Thirty-two songs, but to me there is no question which of these is number one: “One” by U2, from their 1991 album Achtung Baby. It may have been intended to be a breakup song, a song about two lovers who just can’t stay together.
Is it getting better
Or do you feel the same?
Will it make it easier on you now?
You got someone to blame
I can relate to that. There’s a certain relationship in my college days that was so frought, I can absolutely see where that interpretation comes from. These lines in particular:
We’re one, but we’re not the same
See we hurt each other, then we do it again
Those words seem so pedestrian looking at them on the screen. But there’s a poignancy in the music that ramps the meaning up to about a million. Plus, you really have to hear the whole song to get the effect: the lyrics build upon one another, link together with one another, almost as though they’re pieces of a crystal sphere slowly coming together to form a perfect whole, a perfect One.

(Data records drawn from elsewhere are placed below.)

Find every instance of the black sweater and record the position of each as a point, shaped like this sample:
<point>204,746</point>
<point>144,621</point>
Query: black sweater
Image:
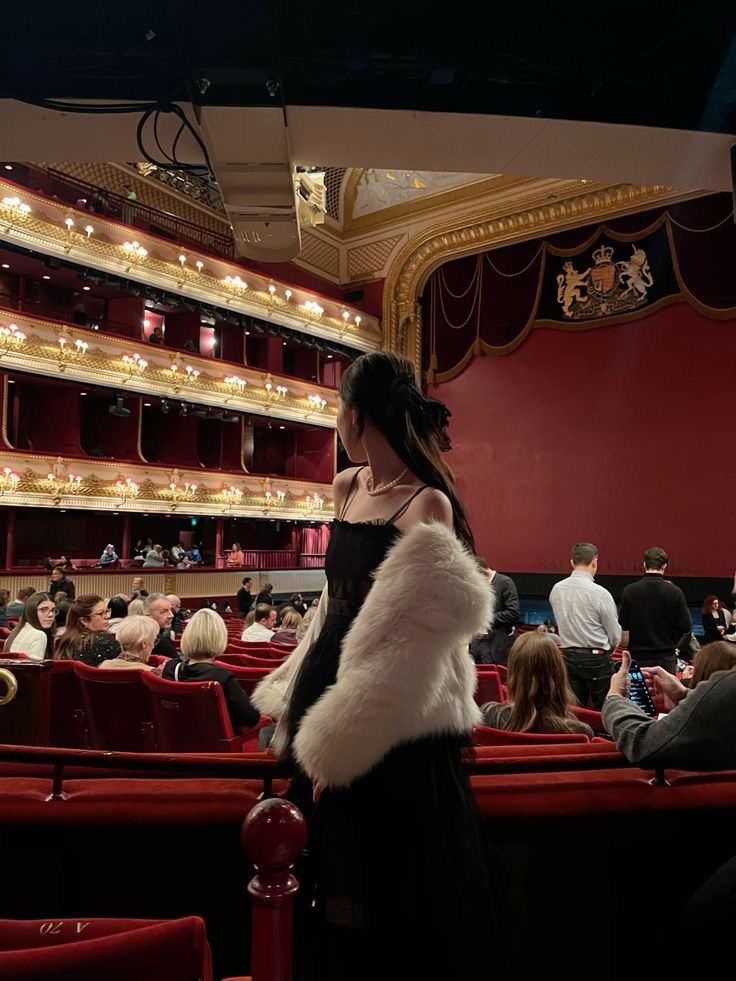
<point>655,613</point>
<point>239,707</point>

But I have always seen this song somewhat differently. I interpret it not as a song about two people who have fallen apart, but rather about one person who has fallen apart. I can remember a time in college (when I may or may not have been under the influence of one or more chemicals) when I heard the song, and was able to divide it perfectly into a dialogue between two sides of my personality. I’ve never been able to perfectly reproduce that dialogue, but I can see it in some of the lines, such as these:
1: Have you come here for forgiveness?
Have you come to raise the dead?
Have you come here to play Jesus
To the lepers in your head?
2: Well, did I ask too much?
1: More than a lot! You gave me nothing
2: Now it’s all I got
This was long before I developed the idea of the “Dark Voice,” which I identify as the side of me that constantly tries to demean and destroy and tear me down. Looking at the song now, I don’t see a clear delineation between my own voice and the Dark Voice, but I can see how it’s a song we sing together. These lyrics describe my own experience of myself pretty well:
Did I disappoint you?
Or leave a bad taste in your mouth?
You act like you never had love
And you want me to go without
Perhaps the Dark Voice and I sing this song in harmony. Creepy. But that’s the thing about the number One: there’s really no such thing as one. If you have one, you immediately have two within it, and then it all gets very, very interesting.